Unrequited Love: Surviving Lost Love

Unrequited Love: Surviving Lost Love

Letting Go of Unrequited Love

This is never an easy subject to discuss, so take a few deep breaths and understand that you are now on the brink of something wonderful. Yes I said, wonderful. Stick around and perhaps you’ll see a glimmer of hope in my point.

Get a detailed relationship reading with Psychic Cecilia ext. 6218 today and let go of unrequited love. 

Each person who comes into our lives is sent to teach us something about ourselves or others, and how we relate to them. The Universe and God are both teaching us things every day, but it is up to us to discern and learn from those lessons—the mistakes as well as the triumphs. I want you to do something. Make a list of those things you’ve learned, (good and bad) about your previous relationships. Don’t just start with the romantic ones! Go all the way back to the beginning and consider your relationships with your parents, teachers, friends and even your pets! This is how you begin to let go of unrequited love.

Repeating the Same Mistakes

You can repeat the same mistakes over and over again until you get it right, and when you finally get it right, it means that you’ve learned whatever lesson you’ve needed to learn. Getting it right means learning to stand up for yourself in an assertive (never aggressive) way. You need to listen with your heart as well as your mind and trust your instincts when it comes to discerning the truth.

Will They Come Back?

Many of  my callers ask me the following question: “Will they come back to me?” But what they really want to know is, “Will they come back to me and make everything as good as it was or even better than before they left?” The truth is: probably not.

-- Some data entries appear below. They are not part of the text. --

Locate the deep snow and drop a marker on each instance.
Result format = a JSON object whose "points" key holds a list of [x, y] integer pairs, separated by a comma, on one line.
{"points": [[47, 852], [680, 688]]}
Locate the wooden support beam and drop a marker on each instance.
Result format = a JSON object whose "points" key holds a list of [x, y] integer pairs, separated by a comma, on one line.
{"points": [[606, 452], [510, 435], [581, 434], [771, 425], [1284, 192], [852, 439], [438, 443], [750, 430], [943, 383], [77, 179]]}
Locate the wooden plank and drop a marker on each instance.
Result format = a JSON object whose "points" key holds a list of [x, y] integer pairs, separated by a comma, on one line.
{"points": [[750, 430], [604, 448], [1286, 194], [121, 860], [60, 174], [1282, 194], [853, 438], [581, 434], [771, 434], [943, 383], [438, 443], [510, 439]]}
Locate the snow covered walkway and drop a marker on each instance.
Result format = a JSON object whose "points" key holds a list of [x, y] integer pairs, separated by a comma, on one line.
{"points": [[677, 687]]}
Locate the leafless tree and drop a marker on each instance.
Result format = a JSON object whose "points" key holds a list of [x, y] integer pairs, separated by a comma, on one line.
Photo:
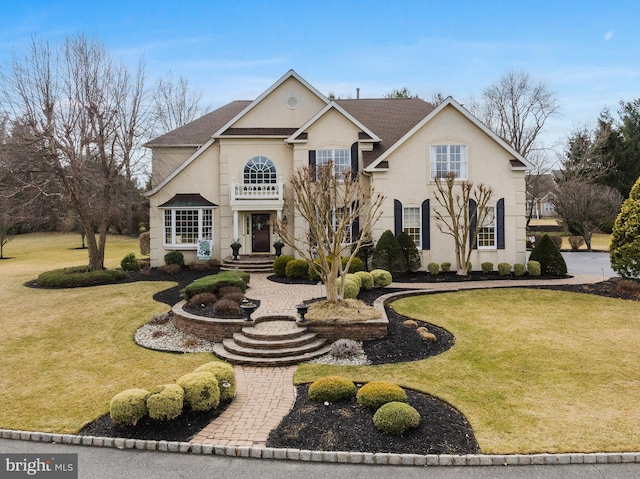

You should think about why you want your lost love to come back. Do you really want to experience all that pain and heartbreak again, because chances are, you will.

Single Long Enough?

Another popular question I get is: “How do I know I’ve been single long enough before looking for love again?” It doesn’t matter if it’s been weeks, months, or even years, you’re not ready for a new relationship if you are still holding on to a past relationship. You may claim you’re over that person, but if you tell me you want to feel like you did, with them, you’re not. Admit it, you want them back, and the ghost of that relationship isn’t going to let you move on because it’s still a big part of your life. It’s not fair to you or your potential mates that you’re still holding a torch for unrequited love.

Why Did They Leave?

The most popular question I’m asked is usually in two parts: “Why did they leave?” and “Was there someone else?/Did they cheat?” When you have lost your trust in someone, it’s going to be difficult to get back to that warm and fuzzy place of love you desire. Without trust, there can be no real love. Love is an emotional and vulnerable state to be in. It’s one thing to be able to trust a partner, but in order to do that, you first have to trust yourself.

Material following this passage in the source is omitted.